Hardly were the first greetings exchanged when the children opened the ball of conversation by inquiring eagerly when tea would be ready.
“How can you be so greedy?” said their mother. “Why, you have only just finished your dinner.”
“We dined at half-past one, and it is nearly half-past three.”
“Poor darlings!” cried Mrs. Mostyn, regarding them with the enraptured gaze of the true child-lover; “their drive has made them hungry; and we cannot have tea very well before half-past four, because some old women from the village have come up to have tea, and the servants are busy attending to them. But I can tell you what you could do, dears. You know the way to the dairy; one of the maids is sure to be there; tell her to give you some cream. You will like that, won’t you? Yes, you can go out by this door.”
“And remember to—”
Lady Atherley’s exhortation remained unfinished, her sons having darted through the door-window like arrows from the bow.
“Since Miss Jones has been gone for her holiday the children are quite unmanageable,” she observed.
“Oh, it is such a good sign!” cried Mrs. Mostyn heartily; “it shows they are so thoroughly well. Mr. Lyndsay, why have you chosen that uncomfortable chair? Come and sit over beside me, if you are not afraid of the fire. And now, Jane, my love, tell me how you are getting on at Weald.”
Then followed a long catalogue of accidents and disappointments, of faithlessness and incapacity, to which Mrs. Mostyn supplied a running commentary of interjections sympathetic and consoling. There were, moreover, many changes for the worse since Sir Marmaduke had resided there: the shooting and the fishing had been alike neglected; the farmers were impoverished; the old places had changed hands.

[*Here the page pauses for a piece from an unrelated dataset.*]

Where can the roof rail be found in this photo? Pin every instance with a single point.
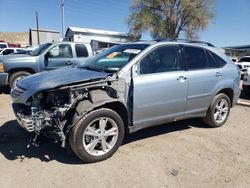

“And a good many quite new people have come to live in small houses round Weald,” said Lady Atherley. “They have left cards on us. Do you know what they are like?”
“Quite ladies and gentlemen, I believe, and nice enough as long as you don’t get to know them too intimately; but they are always quarrelling.”
“About what?”
“About everything; but especially about church matters—decorations and anthems and other rubbish. What they want is less of the church and more of the Bible.”